A experiência do primeiro ano de execução dos programas na UE-10, iniciada em Maio, indica que a actividade de selecção dos projectos está bem encaminhada na maioria dos casos. É animador verificar que, no caso de algumas medidas, os pedidos de financiamento de projectos superam os recursos financeiros disponíveis dos programas. No entanto, persistem alguns problemas, como, por exemplo, aumentar a qualidade dos projectos e garantir uma cobertura geográfica equilibrada, assim como a resolução de deficiências a nível da gestão.

2.2.2. Objectivo 3

A principal conclusão dos relatórios de avaliação intercalar é que a estratégia inicialmente acordada para as intervenções do FSE continua em vigor na maioria dos casos e a contribuir para a aplicação da Estratégia Europeia de Emprego. As recomendações centraram-se sobretudo no aperfeiçoamento dos programas. Muitas das alterações introduzidas tinham por objectivo a simplificação dos programas, o aumento da flexibilidade para responder aos desafios socioeconómicos ou reduzir a afectação financeira de medidas cujas necessidades se afiguram estar abaixo das previstas, tal como demonstrado por uma execução inferior ao inicialmente estimado.

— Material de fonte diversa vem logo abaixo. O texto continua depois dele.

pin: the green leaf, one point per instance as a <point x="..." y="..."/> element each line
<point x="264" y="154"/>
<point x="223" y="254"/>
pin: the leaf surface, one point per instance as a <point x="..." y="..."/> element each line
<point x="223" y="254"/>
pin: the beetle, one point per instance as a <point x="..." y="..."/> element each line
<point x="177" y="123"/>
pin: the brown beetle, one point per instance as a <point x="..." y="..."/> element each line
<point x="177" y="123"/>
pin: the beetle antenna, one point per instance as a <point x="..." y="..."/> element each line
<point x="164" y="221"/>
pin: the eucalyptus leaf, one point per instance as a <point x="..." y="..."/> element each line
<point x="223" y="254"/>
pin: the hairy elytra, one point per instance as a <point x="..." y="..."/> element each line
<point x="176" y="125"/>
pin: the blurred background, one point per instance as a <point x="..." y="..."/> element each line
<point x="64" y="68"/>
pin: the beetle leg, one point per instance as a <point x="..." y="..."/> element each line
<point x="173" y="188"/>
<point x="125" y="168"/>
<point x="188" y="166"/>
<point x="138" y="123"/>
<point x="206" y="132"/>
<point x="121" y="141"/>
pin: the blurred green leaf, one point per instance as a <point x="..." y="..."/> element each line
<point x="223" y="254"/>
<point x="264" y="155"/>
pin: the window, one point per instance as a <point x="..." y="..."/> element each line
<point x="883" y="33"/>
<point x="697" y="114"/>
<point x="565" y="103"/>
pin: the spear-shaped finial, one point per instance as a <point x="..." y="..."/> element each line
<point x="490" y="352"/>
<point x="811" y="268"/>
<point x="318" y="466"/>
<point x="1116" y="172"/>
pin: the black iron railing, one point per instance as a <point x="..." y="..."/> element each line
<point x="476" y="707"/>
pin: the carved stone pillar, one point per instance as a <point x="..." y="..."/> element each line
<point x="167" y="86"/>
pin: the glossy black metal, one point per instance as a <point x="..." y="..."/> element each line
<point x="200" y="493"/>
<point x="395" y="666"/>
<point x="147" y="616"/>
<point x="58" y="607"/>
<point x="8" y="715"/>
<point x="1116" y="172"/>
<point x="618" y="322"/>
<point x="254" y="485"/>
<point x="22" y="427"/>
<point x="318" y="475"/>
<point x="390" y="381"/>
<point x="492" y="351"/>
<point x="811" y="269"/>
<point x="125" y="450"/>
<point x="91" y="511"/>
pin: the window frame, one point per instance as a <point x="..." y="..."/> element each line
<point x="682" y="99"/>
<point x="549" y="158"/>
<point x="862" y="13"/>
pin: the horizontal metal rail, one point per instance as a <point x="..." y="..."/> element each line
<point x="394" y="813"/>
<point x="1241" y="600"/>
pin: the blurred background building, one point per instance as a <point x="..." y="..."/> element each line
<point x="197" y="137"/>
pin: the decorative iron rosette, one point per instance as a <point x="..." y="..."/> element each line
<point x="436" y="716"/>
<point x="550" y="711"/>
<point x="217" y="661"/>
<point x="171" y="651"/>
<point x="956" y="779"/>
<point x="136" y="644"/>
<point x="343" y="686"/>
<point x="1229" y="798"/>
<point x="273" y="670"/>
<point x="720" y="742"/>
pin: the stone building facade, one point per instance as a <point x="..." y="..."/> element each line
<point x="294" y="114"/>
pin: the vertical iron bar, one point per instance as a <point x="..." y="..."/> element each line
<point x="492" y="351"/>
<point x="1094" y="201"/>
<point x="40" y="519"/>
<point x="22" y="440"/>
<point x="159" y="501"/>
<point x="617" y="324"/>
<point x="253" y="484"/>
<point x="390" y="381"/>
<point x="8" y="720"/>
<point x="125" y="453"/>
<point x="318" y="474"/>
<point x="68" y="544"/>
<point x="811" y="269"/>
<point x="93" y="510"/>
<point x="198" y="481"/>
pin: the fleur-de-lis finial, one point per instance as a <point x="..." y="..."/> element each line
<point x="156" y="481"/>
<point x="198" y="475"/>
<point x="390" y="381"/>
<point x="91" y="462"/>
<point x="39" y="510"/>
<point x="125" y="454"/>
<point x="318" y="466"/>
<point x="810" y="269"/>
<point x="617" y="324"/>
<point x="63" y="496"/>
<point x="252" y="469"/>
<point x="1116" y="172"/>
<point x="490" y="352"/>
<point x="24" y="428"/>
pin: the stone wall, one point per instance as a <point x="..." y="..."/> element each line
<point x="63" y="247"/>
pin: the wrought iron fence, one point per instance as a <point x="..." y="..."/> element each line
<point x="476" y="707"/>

2.2.3. Pescas independentemente do Objectivo 1

A revisão intercalar permitiu adaptar os programas às exigências da reforma da Política Comum de Pescas, em concreto no que respeita à interrupção da ajuda à renovação da frota pesqueira e à transferência permanente de embarcações comunitárias para países não-membros, prática proibida a partir de 2005; alterações nos termos e condições das ajudas dos Estados-Membros aos pescadores e armadores que cessem temporariamente as suas actividades pesqueiras e alterações na ajuda à reciclagem profissional dos pescadores, ampliada de modo a incluir a diversificação a outras actividades enquanto continuam a praticar a pesca a tempo parcial.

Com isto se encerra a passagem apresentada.